If you’re on the hunt for work, there’s a good chance you’ve been in contact with a recruiter. Given they are ideally placed to help find you work and improve your job seeking skills, it pays to understand what they do, and how they do it.
?Not all vacancies are advertised. Recruiters know about roles through their networks, helping you access hidden opportunities,? says Bennett.
A recruiter's role is to match suitable candidates to job opportunities on behalf of employers. Recruiters typically specialise in a specific industry or area. As Nathalie Lynton, Director at Shared and Halved Consulting explains, “they may specialise in financial planning within the banking and finance sector, or only work with hiring managers and candidates looking for contract work.
”This means they have an intimate knowledge of the market – what employers are looking for, what jobs are in demand, what positions are available within the sector, who’s applying for roles and what a stand out candidate looks like.
They are paid by the company doing the hiring. An employer will typically hire one or more recruiters to find candidates for a role, and recruiters are usually paid by the client if the candidate they put forward is the one hired, explains Simon Bennett, Principal Consultant, Glide Outplacement.
The recruiter can charge anything from a flat fee of 5k, to 25% of the total fixed remuneration of the candidate, Lynton says.
You need to know what you do and don’t want from a job. “If you’re not sure what type of job you want, a recruiter may be reluctant to put you forward for roles,” says Bennett. Be upfront about what type of role and conditions you’re looking for so that you’re considered for the right opportunities.
Bennet’s advice extends to turning down interviews or job opportunities for roles you’re not interested in – this could include a company you don’t want to work for or responsibilities that don’t align with your career aspirations. Be sure to explain what doesn’t appeal so they can put you forward for the right roles in the future.

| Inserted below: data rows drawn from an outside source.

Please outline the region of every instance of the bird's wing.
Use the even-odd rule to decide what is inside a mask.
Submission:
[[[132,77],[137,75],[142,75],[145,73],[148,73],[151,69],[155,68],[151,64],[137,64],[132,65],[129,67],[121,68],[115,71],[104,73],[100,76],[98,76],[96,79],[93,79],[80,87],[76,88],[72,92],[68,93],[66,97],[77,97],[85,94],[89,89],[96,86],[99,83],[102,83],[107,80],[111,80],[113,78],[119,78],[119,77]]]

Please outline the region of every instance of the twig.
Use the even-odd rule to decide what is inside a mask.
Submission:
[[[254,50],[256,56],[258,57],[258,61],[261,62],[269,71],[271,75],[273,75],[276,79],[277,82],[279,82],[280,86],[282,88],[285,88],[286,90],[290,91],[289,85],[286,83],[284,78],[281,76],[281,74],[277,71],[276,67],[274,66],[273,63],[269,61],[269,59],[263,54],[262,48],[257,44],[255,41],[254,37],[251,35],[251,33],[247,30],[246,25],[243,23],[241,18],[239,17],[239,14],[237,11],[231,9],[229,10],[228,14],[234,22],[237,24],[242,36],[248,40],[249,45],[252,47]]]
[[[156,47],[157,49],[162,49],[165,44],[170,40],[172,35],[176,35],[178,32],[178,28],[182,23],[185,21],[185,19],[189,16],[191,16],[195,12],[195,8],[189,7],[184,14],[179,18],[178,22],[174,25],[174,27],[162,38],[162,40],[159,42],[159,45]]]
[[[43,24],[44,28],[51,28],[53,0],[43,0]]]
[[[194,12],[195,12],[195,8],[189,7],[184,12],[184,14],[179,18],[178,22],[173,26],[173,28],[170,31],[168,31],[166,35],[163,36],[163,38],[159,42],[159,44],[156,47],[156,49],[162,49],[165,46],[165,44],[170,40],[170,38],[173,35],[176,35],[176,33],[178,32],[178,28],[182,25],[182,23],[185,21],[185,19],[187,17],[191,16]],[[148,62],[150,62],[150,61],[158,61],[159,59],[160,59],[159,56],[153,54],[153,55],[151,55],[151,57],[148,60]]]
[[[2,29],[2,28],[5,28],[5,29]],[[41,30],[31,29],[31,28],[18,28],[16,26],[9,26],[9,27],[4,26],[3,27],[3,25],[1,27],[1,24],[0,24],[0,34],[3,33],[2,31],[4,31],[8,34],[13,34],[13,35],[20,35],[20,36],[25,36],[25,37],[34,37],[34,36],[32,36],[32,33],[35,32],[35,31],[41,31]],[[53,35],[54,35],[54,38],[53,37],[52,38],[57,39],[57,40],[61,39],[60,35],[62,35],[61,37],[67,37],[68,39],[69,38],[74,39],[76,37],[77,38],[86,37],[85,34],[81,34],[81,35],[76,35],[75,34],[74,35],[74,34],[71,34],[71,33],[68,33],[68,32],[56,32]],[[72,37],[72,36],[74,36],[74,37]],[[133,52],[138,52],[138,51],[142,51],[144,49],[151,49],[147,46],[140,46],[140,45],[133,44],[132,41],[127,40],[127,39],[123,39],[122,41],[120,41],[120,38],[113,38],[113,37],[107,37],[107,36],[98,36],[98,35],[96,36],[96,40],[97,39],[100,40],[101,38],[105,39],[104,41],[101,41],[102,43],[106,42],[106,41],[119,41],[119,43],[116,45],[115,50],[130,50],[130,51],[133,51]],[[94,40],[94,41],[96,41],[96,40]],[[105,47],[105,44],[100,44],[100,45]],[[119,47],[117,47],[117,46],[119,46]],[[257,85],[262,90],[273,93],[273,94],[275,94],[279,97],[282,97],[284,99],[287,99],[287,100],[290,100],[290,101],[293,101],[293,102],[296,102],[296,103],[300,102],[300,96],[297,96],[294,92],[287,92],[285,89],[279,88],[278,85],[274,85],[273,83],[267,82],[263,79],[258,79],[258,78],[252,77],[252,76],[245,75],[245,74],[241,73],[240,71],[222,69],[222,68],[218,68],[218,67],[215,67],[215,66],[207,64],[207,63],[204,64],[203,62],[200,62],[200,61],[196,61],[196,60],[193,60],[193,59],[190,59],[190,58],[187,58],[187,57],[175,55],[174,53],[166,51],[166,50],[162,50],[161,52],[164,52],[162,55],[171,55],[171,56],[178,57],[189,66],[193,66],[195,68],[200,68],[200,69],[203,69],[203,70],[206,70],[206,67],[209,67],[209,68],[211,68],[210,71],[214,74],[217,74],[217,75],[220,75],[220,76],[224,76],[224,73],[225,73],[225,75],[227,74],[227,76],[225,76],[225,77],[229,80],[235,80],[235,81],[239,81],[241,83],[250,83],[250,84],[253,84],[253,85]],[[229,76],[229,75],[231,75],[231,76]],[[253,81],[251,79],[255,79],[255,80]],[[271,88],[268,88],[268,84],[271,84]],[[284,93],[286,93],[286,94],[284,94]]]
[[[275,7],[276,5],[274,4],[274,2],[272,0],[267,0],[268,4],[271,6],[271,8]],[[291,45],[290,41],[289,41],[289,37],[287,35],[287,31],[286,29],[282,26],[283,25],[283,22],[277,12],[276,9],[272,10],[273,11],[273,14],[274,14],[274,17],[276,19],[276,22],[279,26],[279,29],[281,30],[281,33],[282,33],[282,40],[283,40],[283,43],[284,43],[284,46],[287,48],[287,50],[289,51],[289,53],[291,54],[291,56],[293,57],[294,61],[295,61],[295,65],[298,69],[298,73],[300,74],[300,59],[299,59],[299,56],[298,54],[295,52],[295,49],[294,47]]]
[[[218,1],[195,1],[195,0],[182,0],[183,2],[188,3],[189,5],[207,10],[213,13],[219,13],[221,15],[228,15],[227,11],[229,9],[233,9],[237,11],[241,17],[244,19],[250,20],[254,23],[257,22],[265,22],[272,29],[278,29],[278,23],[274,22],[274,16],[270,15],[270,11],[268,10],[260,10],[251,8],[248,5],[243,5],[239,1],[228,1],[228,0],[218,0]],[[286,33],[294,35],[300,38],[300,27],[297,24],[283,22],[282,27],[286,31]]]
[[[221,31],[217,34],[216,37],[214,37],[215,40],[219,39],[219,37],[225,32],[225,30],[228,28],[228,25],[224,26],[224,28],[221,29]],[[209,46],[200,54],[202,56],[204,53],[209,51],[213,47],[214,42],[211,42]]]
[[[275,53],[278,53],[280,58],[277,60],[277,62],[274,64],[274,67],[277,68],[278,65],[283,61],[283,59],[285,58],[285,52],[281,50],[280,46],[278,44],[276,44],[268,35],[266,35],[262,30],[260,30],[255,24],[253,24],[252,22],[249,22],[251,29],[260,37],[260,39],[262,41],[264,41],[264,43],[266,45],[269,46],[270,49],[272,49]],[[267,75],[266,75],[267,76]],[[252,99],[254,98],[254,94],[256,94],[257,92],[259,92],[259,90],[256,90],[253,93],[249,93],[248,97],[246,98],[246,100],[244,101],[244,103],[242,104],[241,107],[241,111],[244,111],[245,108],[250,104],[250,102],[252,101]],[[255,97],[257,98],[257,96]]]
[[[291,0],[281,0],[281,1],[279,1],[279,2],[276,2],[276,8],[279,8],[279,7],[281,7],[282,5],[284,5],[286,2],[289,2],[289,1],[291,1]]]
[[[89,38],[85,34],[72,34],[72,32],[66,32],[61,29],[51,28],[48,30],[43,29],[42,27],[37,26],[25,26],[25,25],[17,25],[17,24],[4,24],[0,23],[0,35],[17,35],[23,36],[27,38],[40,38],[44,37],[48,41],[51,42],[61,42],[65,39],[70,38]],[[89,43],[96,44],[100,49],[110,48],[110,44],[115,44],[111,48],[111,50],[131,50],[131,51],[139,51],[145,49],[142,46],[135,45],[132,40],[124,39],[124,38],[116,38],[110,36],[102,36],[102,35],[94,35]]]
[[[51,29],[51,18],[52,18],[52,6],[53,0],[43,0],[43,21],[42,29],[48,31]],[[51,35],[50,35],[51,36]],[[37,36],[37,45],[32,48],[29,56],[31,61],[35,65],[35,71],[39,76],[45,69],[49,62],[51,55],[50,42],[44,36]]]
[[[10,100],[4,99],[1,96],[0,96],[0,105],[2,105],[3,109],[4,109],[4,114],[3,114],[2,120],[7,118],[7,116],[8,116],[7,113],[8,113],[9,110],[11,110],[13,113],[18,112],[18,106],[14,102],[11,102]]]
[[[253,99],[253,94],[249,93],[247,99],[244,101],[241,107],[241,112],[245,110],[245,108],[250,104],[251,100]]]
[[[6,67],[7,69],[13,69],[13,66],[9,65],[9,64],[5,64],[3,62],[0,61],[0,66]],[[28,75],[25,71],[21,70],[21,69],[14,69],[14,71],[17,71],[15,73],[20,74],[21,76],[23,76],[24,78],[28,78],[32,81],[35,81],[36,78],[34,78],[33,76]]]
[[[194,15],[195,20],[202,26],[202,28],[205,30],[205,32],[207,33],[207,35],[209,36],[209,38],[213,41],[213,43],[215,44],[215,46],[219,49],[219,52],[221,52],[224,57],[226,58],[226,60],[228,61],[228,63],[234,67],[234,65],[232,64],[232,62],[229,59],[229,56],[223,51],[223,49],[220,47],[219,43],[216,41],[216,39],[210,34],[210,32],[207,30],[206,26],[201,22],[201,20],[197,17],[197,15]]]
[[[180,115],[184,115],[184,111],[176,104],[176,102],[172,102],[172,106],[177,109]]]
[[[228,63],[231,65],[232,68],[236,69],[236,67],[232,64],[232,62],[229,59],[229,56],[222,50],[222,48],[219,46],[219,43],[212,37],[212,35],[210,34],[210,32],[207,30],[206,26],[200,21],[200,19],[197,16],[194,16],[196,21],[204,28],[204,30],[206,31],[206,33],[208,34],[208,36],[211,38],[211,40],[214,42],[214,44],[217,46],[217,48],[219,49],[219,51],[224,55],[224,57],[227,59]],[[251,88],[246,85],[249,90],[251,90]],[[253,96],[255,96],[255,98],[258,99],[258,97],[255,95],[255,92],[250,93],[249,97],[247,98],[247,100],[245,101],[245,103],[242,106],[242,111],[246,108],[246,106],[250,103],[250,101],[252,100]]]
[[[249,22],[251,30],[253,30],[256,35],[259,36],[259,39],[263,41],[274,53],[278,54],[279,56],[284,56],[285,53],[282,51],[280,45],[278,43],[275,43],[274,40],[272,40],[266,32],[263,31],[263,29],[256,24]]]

A recruiter will save you time when looking for work. “Not all vacancies are advertised. Recruiters know about roles through their networks, helping you access hidden opportunities,” says Bennett.
Don’t solely rely on them to find you work though – Lynton advises that this tells recruiters that you are not committed to your job search and it may come across that you think the recruiter works for you.

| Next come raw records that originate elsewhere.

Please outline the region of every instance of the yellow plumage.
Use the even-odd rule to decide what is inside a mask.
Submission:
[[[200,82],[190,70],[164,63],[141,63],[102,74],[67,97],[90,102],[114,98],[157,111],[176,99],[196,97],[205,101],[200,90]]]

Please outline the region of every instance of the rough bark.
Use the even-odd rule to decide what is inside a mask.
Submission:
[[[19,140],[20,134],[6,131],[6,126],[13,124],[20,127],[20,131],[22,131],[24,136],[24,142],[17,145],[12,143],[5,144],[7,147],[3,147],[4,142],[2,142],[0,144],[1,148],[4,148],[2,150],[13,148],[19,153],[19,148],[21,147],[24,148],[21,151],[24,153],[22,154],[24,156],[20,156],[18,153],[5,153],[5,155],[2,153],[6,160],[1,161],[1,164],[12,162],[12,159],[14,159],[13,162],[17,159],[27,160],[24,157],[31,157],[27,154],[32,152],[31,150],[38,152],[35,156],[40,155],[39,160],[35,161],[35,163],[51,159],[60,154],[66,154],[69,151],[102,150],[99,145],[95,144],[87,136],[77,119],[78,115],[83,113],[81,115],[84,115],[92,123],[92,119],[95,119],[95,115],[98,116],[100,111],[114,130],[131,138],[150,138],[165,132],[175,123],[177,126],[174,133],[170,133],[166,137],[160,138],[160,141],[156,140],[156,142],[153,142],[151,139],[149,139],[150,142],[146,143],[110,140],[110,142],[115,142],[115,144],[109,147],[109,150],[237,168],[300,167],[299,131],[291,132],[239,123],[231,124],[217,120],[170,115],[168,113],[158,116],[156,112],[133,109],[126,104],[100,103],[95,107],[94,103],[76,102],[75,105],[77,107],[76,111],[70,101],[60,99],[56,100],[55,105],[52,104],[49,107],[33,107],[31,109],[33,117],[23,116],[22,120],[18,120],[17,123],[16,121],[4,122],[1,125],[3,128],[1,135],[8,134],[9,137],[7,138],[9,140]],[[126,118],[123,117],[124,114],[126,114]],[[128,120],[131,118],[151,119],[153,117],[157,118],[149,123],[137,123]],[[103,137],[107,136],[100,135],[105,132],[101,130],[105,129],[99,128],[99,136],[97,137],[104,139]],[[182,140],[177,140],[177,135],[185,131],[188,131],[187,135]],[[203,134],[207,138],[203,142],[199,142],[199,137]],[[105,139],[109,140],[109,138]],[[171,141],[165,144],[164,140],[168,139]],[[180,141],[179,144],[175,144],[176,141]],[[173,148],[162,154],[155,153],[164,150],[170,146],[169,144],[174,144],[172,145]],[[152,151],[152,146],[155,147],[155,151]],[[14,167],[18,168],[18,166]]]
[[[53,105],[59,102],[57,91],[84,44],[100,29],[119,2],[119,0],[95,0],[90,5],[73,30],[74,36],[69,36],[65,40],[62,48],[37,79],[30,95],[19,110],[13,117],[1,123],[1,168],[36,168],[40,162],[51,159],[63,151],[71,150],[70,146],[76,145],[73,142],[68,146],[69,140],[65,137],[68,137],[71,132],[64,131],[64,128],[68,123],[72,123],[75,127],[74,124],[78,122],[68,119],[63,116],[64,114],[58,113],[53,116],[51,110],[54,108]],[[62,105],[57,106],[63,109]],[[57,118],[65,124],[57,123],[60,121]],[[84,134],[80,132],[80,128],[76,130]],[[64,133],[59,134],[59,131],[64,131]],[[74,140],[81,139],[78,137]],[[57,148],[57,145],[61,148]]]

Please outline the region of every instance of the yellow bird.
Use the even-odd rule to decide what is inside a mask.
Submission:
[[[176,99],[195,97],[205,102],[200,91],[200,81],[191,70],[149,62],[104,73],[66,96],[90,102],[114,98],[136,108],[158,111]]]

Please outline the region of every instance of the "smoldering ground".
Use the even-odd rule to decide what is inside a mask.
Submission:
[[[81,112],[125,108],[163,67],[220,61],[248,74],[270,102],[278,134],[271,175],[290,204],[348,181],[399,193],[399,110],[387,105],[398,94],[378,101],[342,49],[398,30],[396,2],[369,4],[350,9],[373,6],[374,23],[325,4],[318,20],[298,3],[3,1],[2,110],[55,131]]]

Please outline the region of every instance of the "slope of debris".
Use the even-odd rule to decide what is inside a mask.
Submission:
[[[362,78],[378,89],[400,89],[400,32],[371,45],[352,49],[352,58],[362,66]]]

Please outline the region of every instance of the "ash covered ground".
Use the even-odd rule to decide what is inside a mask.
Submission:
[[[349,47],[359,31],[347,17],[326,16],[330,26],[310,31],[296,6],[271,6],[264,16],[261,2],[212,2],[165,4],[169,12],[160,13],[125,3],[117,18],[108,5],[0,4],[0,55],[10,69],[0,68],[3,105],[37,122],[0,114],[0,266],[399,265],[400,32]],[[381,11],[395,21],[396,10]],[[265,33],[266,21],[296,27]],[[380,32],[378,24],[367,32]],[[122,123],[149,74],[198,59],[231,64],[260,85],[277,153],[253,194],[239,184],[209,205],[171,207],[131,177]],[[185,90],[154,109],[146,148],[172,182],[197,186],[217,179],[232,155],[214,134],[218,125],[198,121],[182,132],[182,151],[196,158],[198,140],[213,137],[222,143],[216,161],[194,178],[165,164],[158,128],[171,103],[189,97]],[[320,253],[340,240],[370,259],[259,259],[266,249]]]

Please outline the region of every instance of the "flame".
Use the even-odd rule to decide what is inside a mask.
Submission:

Stay in touch. Recruiters meet many people, so Bennett recommends you contact them about once a month to let them know you’re still looking for a role if a suitable position arises. “If you see a recruiter you’ve connected with advertising a job that interests you, call them about it,” says Bennett.

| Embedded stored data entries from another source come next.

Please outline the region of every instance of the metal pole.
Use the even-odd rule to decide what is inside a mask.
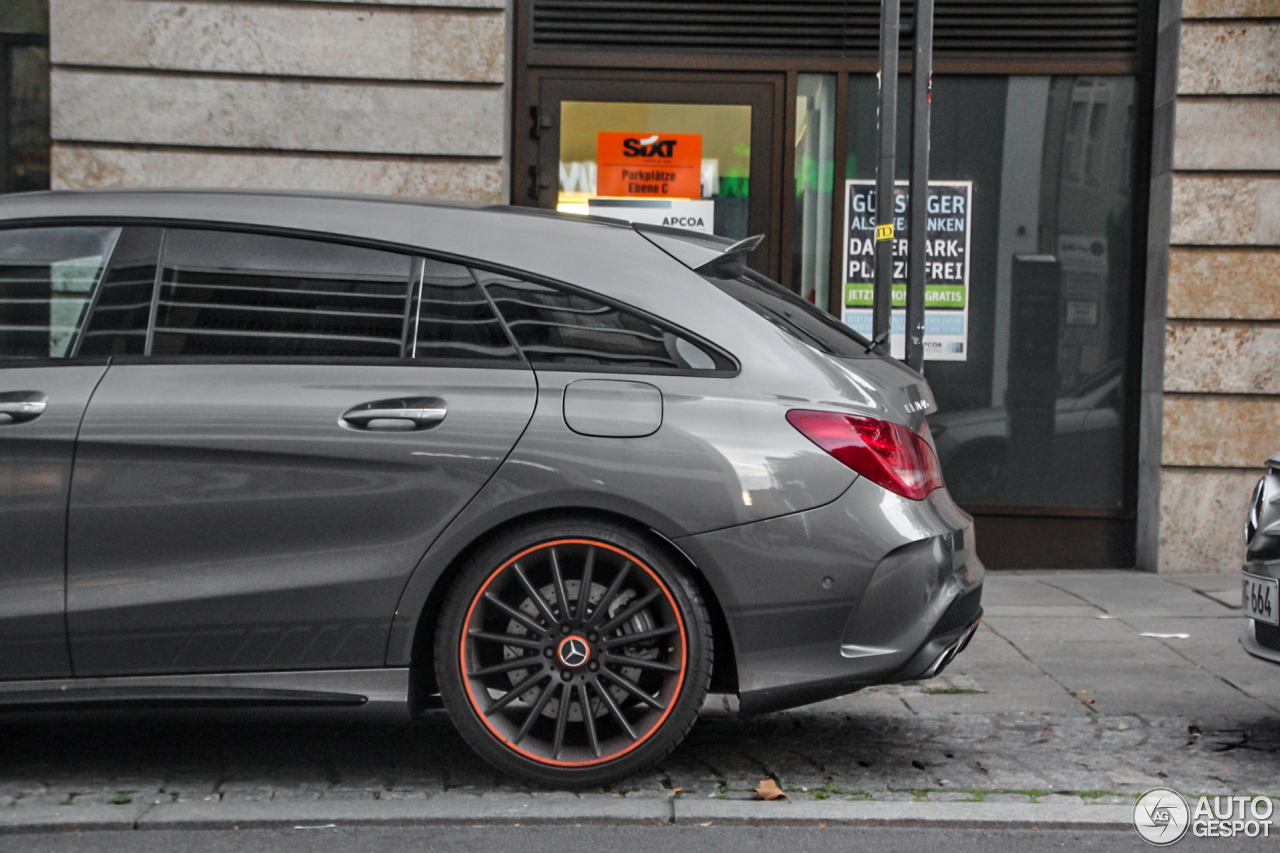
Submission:
[[[898,144],[898,30],[901,0],[880,3],[880,141],[876,152],[876,280],[871,336],[889,340],[893,300],[893,179]]]
[[[933,0],[915,3],[911,61],[911,188],[907,223],[907,351],[912,370],[924,368],[924,244],[929,215],[929,106],[933,102]]]

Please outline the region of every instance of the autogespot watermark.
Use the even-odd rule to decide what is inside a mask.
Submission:
[[[1188,832],[1196,838],[1269,838],[1273,811],[1270,797],[1199,797],[1193,806],[1172,788],[1152,788],[1134,803],[1133,827],[1157,847]]]

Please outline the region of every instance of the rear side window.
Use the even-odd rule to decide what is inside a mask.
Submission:
[[[142,355],[160,258],[159,228],[126,228],[111,253],[76,355]]]
[[[418,263],[420,295],[411,309],[415,358],[520,360],[469,269],[431,258]]]
[[[605,302],[496,273],[475,274],[535,365],[733,369],[724,356]]]
[[[0,357],[65,358],[119,228],[0,231]]]
[[[408,255],[174,228],[162,258],[153,356],[407,355]]]
[[[746,270],[736,278],[709,275],[703,278],[787,334],[828,355],[839,358],[878,357],[874,352],[867,352],[871,341],[754,270]]]

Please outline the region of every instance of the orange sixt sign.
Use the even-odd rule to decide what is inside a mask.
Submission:
[[[601,133],[596,169],[602,196],[702,198],[702,134]]]

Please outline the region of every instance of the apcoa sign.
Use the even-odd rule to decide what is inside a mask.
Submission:
[[[596,137],[596,193],[617,198],[702,198],[702,134]]]
[[[711,199],[593,198],[587,205],[593,216],[716,233],[716,203]]]

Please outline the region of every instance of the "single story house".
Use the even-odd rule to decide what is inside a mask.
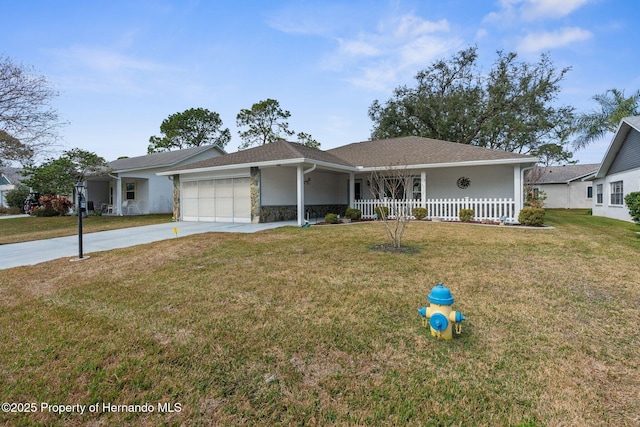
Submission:
[[[545,208],[579,209],[593,205],[593,184],[588,179],[598,164],[536,167],[527,175],[534,191],[544,192]]]
[[[7,208],[7,191],[17,188],[20,184],[20,169],[6,166],[0,170],[0,208]]]
[[[640,191],[640,116],[620,121],[593,179],[593,215],[633,221],[624,198]]]
[[[183,221],[297,220],[302,225],[347,207],[373,217],[377,205],[388,206],[390,215],[411,215],[420,206],[429,218],[453,220],[466,207],[474,209],[476,219],[516,221],[523,174],[536,162],[528,155],[410,136],[326,151],[278,141],[158,175],[173,177]],[[401,202],[381,196],[373,178],[398,169],[413,176]]]
[[[113,215],[172,213],[172,177],[158,172],[223,154],[217,145],[204,145],[114,160],[103,173],[86,178],[87,208]]]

That said, don’t overdo it. Lynton says it’s great to loop back with regularity, but calling and emailing every couple of days is a no-no. “A recruiter can receive or make up to 200 calls per day, they all need to be logged and recorded,” she says.
Rather than making your relationship all about you, make yourself memorable by forwarding relevant industry news, or suggest candidates where suitable.
Ask for their advice. Lynton says recruiters can provide invaluable career advice. “They have their ear to the ground about what’s going on in the marketplace,” she says. Make the most of their insider knowledge by doing as Lynton does – regularly asking recruiters that specialise in her field to review her CV.
When preparing for an interview, recruiters can also help. They can tell you the type of interview questions the employer is likely to ask and how to impress the hiring manager. “If you don’t get an offer after interviewing, they can give you feedback from the company as to why you were not selected,” says Bennett.
“At the end of the day, a recruiter wants to place you, they want to place everyone. If they give you feedback believe it - if they offer suggestions for updating your CV go for it, if they give you feedback about how you present in an interview take it on board,” adds Lynton.